L´avvocato è solo di notte quando pensa alla linea da scegliere l´indomani, e non dorme. Mica ne può parlare alla moglie, anche se le rifila le proprie frustrazioni quotidiane. Ma resta solo.
 
Puoi chiedere consiglio ad un collega, certamente. Ma dopo, la decisione devi prenderla tu, altrimenti non avresti fatto l´avvocato che resta una professione dove le decisioni vanno sofferte in solitudine.
La solitudine oltretutto non è sempre detto che faccia male all´avvocato. A volte gli può anche recare un certo vantaggio, gli può essere di stimolo.
 
Ettore Randazzo – insuperabile maestro siracusano – nel suo libro L´Avvocato e la verità (Sellerio 2003) tesse un elogio della solitudine mattutina, quella di matrice operativa, che gli consentiva di lavorare in santa pace ogni giorno senza l´assillo dei telefoni e l´andirivieni tipico di ogni gtande studio legale.
 
Anch´io – nel mio piccolo – ho sempre visto nella solitudine un´opportunià per l´avvocato anziché uno spauracchio.
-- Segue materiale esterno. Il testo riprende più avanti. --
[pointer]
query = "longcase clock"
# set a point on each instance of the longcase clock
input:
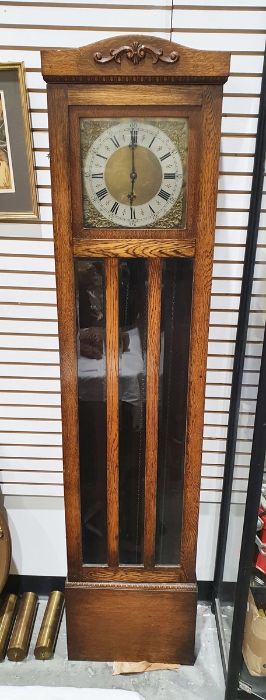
(134, 125)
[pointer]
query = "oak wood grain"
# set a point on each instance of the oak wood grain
(141, 611)
(134, 95)
(131, 623)
(193, 65)
(134, 248)
(61, 202)
(112, 350)
(152, 401)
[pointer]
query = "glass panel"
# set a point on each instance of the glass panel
(132, 406)
(92, 407)
(175, 333)
(134, 172)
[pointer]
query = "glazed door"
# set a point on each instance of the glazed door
(133, 320)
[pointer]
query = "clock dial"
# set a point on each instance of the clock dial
(133, 173)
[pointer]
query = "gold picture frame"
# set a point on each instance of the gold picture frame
(18, 197)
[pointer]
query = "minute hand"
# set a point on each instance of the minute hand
(133, 174)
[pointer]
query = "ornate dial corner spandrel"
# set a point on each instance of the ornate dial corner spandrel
(136, 52)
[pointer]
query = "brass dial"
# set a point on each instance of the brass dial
(133, 173)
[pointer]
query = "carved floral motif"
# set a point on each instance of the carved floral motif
(136, 52)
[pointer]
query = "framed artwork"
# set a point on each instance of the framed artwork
(18, 200)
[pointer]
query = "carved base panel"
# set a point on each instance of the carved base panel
(131, 622)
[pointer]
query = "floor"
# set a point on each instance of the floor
(203, 681)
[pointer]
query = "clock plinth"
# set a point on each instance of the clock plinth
(134, 125)
(135, 622)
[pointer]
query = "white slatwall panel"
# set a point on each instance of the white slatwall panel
(30, 417)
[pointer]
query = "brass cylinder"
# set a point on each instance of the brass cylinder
(47, 636)
(7, 615)
(19, 643)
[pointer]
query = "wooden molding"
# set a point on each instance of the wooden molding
(134, 59)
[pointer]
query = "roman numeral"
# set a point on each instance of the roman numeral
(134, 137)
(115, 141)
(164, 195)
(166, 155)
(114, 208)
(102, 193)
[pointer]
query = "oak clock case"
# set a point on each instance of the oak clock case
(134, 138)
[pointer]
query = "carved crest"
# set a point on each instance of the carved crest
(136, 52)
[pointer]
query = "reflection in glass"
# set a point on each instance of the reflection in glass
(175, 333)
(132, 406)
(92, 407)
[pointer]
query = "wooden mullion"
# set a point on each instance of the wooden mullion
(112, 357)
(152, 401)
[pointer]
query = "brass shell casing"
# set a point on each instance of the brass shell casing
(47, 636)
(20, 638)
(7, 615)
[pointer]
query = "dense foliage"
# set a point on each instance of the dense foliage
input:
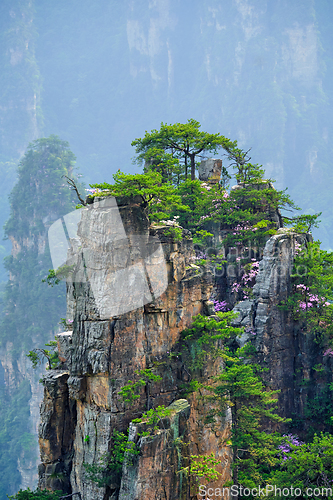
(31, 309)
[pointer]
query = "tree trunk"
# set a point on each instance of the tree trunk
(192, 156)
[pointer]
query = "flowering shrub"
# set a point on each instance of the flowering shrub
(248, 279)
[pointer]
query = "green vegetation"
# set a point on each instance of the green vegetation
(31, 310)
(247, 216)
(165, 150)
(37, 356)
(36, 495)
(108, 469)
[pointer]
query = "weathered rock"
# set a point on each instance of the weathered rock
(210, 170)
(107, 350)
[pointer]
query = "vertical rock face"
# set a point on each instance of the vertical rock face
(277, 340)
(210, 170)
(107, 348)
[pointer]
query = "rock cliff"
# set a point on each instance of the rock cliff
(107, 348)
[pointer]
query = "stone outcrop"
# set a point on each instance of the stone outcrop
(277, 338)
(107, 348)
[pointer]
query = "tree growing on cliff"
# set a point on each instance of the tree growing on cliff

Quando si è soli, più soli, si ha paura.
L´unico strumento che l´avvocato ha per sconfiggere una paura del genere è soltanto una, studiare più degli altri. E´ sempre il vecchio adagio a farla da padrone, rem tene, verba sequentur.
 
Mi si chiede tuttavia di dire qualcosa anche su ciò che la solitudine possa arrecare ad un avvocato in termini meno professionali e in qualche modo soltanto squisitamente esistenziali.
Cioè, ma è vero che gli avvocati – per questa loro condizione quasi consustanzale – si separano più degli altri professionisti?
 
Ad esempio il celebre Scott Turow alla fine si è sposato due volte (pure io, però , anche se non vendo milioni di copie come lui) e in effetti anche il protagonista del suo ultimo libro, La testimonianza (Mondadori 2017), è pure lui un ex giudice separato dalla moglie.
 
Posso dirvi per esperienza personale che – secondo me – anche in questo caso la solitudine dell´avvocato costituisce un falso problema.
Non è vero che gli avvocati si separino più degli altri.
Secondo me capita addirittura il contrario. Gli avvocati si separano magari di più ma per risposarsi sempre.
Nel matrimonio, nell´unione che fonde osmoticamente corpi, menti e anime, l´avvocato riverca il rimedio più efficace contro il suo deserto mentale, fatto di pietre e giudici che gli danno costantemente torto.
 
E´ nella famiglia che l´avvocato oggi cerca di recuperare parte della propria dignità professionale distrutta. Non è più la solitudine la vera nemica, ma la sempre crescente e progressiva povertà.
Non solo sentimenti, ma sonante pecunia, signori della corte.
Quindi, più che un abbraccio, servono clienti che ci paghino.